Unter katholischem Einfluss hat Irland jahrzehntelang alle Andersartigen ausgegrenzt. Das hat sich geändert.

Das Wichtigste in Kürze

  • Irland emanzipiert sich vom Einfluss der katholischen Würdenträger und Orden.
  • Ein neues Gesetz erlaubt es dem irischen Staat, die nationalen Spitäler zu kontrollieren.
  • 2015 hatte Irland die gleichgeschlechtliche Ehe legitimiert – 2018 soll das Abtreibungsverbot liberalisiert werden.

Die irische Regierung hat, gerade noch vor der Sommerpause, einen Gesetzesvorschlag gebilligt, der die grossen, nationalen Spitäler der Kontrolle durch den Staat unterstellt.
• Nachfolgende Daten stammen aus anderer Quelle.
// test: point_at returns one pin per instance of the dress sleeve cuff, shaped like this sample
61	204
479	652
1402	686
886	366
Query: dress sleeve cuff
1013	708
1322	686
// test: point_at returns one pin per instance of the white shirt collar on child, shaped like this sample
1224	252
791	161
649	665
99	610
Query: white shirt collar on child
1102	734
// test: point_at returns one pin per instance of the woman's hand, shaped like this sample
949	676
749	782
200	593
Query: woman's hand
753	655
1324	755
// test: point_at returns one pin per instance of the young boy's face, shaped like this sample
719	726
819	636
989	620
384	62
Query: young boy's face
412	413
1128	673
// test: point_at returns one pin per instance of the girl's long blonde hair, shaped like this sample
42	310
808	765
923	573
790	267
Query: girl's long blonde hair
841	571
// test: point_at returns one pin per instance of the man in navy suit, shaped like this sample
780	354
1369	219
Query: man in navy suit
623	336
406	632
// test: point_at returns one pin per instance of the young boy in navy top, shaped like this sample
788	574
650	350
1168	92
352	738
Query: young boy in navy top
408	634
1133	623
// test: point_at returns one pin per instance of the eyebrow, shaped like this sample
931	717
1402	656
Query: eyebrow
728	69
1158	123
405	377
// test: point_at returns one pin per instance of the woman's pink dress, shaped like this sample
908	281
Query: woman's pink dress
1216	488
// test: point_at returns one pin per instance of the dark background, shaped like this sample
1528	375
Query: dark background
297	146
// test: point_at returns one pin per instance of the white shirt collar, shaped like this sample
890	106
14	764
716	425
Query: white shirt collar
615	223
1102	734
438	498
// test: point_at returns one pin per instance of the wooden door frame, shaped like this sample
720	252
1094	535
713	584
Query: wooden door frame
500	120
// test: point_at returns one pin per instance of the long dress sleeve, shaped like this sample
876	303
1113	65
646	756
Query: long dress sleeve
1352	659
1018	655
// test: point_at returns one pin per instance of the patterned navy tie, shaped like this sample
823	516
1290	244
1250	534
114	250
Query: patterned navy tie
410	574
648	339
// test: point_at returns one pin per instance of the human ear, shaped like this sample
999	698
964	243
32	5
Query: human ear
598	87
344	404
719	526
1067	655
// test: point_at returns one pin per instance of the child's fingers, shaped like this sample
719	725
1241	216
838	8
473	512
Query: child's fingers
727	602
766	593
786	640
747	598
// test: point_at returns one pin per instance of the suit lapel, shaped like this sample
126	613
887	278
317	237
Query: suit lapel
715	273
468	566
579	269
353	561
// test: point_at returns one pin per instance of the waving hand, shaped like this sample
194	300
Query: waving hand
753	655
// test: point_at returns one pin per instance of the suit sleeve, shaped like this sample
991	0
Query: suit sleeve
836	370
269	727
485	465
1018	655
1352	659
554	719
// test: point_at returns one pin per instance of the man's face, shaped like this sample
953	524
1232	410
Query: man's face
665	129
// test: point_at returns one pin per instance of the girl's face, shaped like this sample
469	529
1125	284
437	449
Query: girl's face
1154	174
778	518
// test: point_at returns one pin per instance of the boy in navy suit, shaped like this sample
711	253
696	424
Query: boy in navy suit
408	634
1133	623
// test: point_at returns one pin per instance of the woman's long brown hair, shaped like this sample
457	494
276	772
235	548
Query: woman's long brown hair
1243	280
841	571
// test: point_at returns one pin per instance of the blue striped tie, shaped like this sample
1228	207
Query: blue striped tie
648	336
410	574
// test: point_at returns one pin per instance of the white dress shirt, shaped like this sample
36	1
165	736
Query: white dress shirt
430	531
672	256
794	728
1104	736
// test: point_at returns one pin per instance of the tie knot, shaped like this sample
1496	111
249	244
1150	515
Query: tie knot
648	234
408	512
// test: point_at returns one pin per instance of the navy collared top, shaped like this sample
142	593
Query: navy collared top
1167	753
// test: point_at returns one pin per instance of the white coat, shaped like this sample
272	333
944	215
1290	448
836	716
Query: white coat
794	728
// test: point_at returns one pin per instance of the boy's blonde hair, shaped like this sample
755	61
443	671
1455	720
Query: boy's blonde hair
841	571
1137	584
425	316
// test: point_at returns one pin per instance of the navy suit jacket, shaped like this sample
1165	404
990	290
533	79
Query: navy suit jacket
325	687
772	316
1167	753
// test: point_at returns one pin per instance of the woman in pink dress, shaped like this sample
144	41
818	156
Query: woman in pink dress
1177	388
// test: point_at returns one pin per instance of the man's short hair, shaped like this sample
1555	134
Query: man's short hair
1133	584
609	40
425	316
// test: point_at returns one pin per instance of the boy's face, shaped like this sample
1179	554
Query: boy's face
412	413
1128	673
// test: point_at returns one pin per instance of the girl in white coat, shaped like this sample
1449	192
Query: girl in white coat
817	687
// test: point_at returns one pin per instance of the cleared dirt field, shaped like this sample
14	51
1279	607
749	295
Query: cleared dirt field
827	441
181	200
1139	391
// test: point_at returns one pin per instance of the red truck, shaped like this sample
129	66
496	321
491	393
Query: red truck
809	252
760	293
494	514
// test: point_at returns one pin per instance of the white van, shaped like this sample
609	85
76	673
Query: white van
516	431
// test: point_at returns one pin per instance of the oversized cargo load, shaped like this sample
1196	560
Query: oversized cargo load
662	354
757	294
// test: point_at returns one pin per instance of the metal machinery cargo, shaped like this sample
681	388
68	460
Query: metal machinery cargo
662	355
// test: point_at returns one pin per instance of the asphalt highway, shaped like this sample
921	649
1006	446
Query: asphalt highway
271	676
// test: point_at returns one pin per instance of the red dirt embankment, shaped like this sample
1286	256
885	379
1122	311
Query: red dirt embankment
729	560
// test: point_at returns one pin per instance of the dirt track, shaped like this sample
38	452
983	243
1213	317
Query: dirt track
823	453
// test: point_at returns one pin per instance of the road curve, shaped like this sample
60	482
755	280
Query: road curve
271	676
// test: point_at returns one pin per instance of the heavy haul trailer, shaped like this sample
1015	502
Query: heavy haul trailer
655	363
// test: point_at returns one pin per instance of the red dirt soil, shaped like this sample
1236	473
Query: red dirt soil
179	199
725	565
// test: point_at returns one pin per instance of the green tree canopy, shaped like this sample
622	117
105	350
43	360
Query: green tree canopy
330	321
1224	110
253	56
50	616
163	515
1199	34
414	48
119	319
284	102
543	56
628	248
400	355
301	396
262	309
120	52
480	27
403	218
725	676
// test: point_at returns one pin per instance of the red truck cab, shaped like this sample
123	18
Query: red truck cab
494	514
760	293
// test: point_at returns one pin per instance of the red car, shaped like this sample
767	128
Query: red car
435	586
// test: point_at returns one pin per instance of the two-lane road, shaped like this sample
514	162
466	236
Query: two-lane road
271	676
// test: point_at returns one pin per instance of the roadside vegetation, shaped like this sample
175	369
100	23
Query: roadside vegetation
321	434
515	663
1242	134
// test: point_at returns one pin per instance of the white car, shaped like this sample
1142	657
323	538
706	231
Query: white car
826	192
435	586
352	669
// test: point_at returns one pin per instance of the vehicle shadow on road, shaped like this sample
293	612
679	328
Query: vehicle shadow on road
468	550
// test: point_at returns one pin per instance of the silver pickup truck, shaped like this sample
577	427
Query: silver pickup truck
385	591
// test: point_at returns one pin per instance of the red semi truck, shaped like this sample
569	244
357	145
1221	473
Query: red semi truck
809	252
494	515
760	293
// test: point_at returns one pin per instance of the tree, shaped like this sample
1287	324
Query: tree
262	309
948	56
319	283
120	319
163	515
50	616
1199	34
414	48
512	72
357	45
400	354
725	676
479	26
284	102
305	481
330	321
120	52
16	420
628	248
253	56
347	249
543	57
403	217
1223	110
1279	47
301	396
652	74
Bisher waren diese Institutionen von katholischen Würdenträgern oder Orden gelenkt worden.

Im Frühjahr war ein Sturm der Empörung ausgebrochen, als bekannt wurde, dass das neue nationale Frauenspital in Dublin ins Eigentum von katholischen Nonnen übergehen werde, obwohl der Staat für sämtliche Baukosten aufkommen wird. Die Nonnen zogen sich schliesslich zurück.

Für die Abtreibung ins Ausland

Auslöser des öffentlichen Widerstandes waren Pläne, nächstes Jahr eine Volksabstimmung über die heikle Abtreibungsfrage abzuhalten. Ein katholisch kontrolliertes Frauenspital würde sich gegen eine demokratisch beschlossene Liberalisierung wehren.

Nun soll der zweideutige Verfassungsparagraf von 1983, der das Leben des Ungeborenen für gleichwertig mit dem Leben der Mutter erklärt, aus dem Grundgesetz entfernt werden.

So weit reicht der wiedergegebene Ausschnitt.